考えてみてほしい。世界に数多ある宗教のほぼ全てが死後の世界が存在すると説いている。仏教では『前世』『今世』『来世』の三つに分けて説いている。この『来世』、つまり死後の世界に注目してほしい。そこは今我々が生きている世界とは別の世界のことである。我々は死亡すると別の世界に移行すると宗教は説いているのである。また、異世界転生モノの多くは主人公の死(あるいは死を匂わせる展開)から始まる場合が多い。そう考えると、『異世界』=『来世』という図式も成り立つのではないだろうか?
分かりやすい具体例を出そう。
川原礫氏の『ソードアートオンライン』を思い出してほしい。第一作の《アインクラッド編》では主人公キリトたちの精神はゲーム『ソードアートオンライン』の世界に捕らわれてしまい、現実世界においては肉体はベッドに横たわったままで、精神とはほとんど切り離されてしまった状態にある。これは、交通事故にあった患者が臨死体験をしている状態に酷似している。臨死体験中に完全に彼岸へと行ってしまう(ゲームの中で死んでしまう)と現実の世界でも死亡してしまうところもそっくりである。

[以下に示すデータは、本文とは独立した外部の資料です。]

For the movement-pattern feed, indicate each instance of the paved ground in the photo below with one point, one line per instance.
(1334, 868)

本当はこのテーマをエッセイとして書くつもりだったのだが、なんだか堅苦しいのでギャグ小説として問うことにした。
小説を読むのが面倒な方は、本編をすっとばしてあとがきを読んでほしい。主張を簡単な箇条書きにしておいた。
あと出来れば感想が欲しい。どうぞよろしくお願いします。<(_ _)>
須磨奉太郎(17歳)はトラック事故で死んだ。今どきトラックに轢かれて死ぬなんて滅多にないことなのに、1950年代(昭和30年頃)の『交通戦争』と叫ばれていた時代でもないのに、それでもトラックに轢かれて死んだのだ。17歳の少年の死因としては珍しい死因だった。(因みにこの年代の死因第一位は自殺である)
「あ、あれ。……どこだココ?」
須磨奉太郎の魂は気が付くと真っ白な空間にいた。そこは地面もない、どちらが上でどちらが下かもわからない、どれ程広いのかも分からない、影一つない、ただひたすらに広がる真っ白な空間だった。

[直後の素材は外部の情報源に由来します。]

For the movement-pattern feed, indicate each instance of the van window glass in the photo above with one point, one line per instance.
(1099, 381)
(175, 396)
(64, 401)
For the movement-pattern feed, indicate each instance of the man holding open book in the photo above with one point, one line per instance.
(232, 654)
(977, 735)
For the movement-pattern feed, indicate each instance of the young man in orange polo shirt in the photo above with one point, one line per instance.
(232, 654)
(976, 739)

『奉太郎さん、須磨奉太郎さん。お気づきになられましたね……』
不思議な声が奉太郎に呼び掛けてきた。その声は遠くから聞こえてくるようでもあり、すぐ耳元から聞こえてくるようでもあり、どこから響いているのか、男なのか女なのか、まるで捉えどころのない声だった。
「ここはどこですか?と云うか、あなたは誰ですか?どこから呼びかけてるの?」
奉太郎は周囲を見回した。すると、目の前に無数の小さな光の粒が集まり、拳ほどの大きさの光の玉となった。
『私は世界の管理者。須磨奉太郎さん。あなたはお亡くなりになりました。生前の世界に沢山未練はおありでしょうが、あなたの肉体は完膚なきまでに破壊され、その生命活動を停止させました。残念ながら蘇生の余地は一片たりともありません。従って、世界の管理者たる私は世界のルールに則り、あなたを次の世界に送らなければなりません……。では、次に行く世界について、これから簡単な説明をさせていただきます。まずは……』
「ちょ、ちょっと待ってくださ!」
いきなり語りだした光の玉に向かって、奉太郎は手を伸ばして(肉体はないのだけど)話を遮った。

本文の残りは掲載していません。